With principal photography set to begin in both Ireland and Northern Ireland this month, the film has also set a high-profile cast, which includes Alison Oliver (Wuthering Heights, Saltburn) and Emilia Jones (CODA) in the principal roles, with support from Colin Farrell (recently seen in Ballad of a Small Player and the series Sugar), Steve Coogan (recently in Saipan, soon in the new season of The White Lotus), Domhnall Gleeson (seen this year in Sundance in The Incomer, soon in Bucking Fastard), Himesh Patel (now in The Odyssey) and Charlie Heaton (of the Stranger Things fame).
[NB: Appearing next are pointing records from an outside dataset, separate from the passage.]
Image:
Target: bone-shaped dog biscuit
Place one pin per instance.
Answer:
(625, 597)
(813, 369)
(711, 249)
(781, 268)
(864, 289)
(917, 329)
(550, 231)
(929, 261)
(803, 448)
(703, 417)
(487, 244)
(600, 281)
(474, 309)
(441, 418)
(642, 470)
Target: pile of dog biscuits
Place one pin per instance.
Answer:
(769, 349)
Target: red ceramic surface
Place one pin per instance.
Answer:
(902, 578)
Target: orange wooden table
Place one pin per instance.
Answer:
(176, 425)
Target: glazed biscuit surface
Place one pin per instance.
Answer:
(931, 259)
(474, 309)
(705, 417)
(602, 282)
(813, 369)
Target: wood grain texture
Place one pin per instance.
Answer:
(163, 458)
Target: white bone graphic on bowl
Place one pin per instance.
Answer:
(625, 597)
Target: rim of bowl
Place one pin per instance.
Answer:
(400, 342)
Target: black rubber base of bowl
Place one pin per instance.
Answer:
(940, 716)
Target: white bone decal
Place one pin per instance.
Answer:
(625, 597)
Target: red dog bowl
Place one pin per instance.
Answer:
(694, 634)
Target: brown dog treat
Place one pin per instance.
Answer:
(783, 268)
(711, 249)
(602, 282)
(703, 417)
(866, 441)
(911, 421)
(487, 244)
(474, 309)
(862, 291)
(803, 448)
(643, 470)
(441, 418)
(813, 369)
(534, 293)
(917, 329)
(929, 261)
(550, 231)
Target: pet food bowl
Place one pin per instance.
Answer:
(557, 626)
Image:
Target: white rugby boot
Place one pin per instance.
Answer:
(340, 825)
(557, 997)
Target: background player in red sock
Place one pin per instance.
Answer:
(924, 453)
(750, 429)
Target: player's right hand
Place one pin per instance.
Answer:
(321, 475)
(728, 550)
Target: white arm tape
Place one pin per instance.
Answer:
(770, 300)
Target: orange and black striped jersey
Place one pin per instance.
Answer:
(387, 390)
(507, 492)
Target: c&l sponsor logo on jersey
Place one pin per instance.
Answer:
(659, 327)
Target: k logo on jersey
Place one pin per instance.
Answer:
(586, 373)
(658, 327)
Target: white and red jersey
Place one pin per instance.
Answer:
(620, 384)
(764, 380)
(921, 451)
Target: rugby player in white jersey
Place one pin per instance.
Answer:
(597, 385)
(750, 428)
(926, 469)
Based on an academic research project and subsequent book by historians Elaine Farrell and Leanne McCormick, which was adapted solely by Peppiatt, the film is a crime saga following the experiences of Irish immigrant women in 19th century New York, and the “mayhem” that ensued.
Oliver (who took over the role from Daisy Edgar-Jones) and Jones play twin sisters who embark on a treacherous journey to the United States, seeking escape from an abusive father, poverty, and hunger. On arrival in New York, they fall in with a group of other Irish women, the so-called “Bridgets,” (a derogatory historical term for Irish domestic servants), who are creating mayhem in the city. While exact details of what unfolds will have to wait for the film, the historians’ book Bad Bridget: Crime, Mayhem and the Lives of Irish Emigrant Women, and its follow-up podcast, detail a time, with over 7.5 million people emigrating from Ireland to New York and the surrounding North American cities, where Irish women outnumbered Irish men in prison. Over ten chapters, the book recounts real-life court cases involving Irish women arrested for prostitution, theft, drunkenness, manslaughter and murder. With the placid likes of In America and Brooklyn recently depicting this time-honoured story of Irish immigration, Peppiatt should present a more raucous, ribald take on this historical phenomenon.
Peppiatt produces together with Trevor Birney, for the Belfast-based Coup d’État Films, with Margot Robbie’s US and UK-based LuckyChap also backing the film. Cáit Collins is credited as executive producer, with Northern Ireland Screen in support, and Queen’s University Belfast supporting its development. The below-the-line team include BAFTA-winning DoP Ryan Kernaghan (Kneecap), Academy Award-winning production designer James Price (Poor Things), and Academy Award-winning costumed designer Kate Hawley (Frankenstein).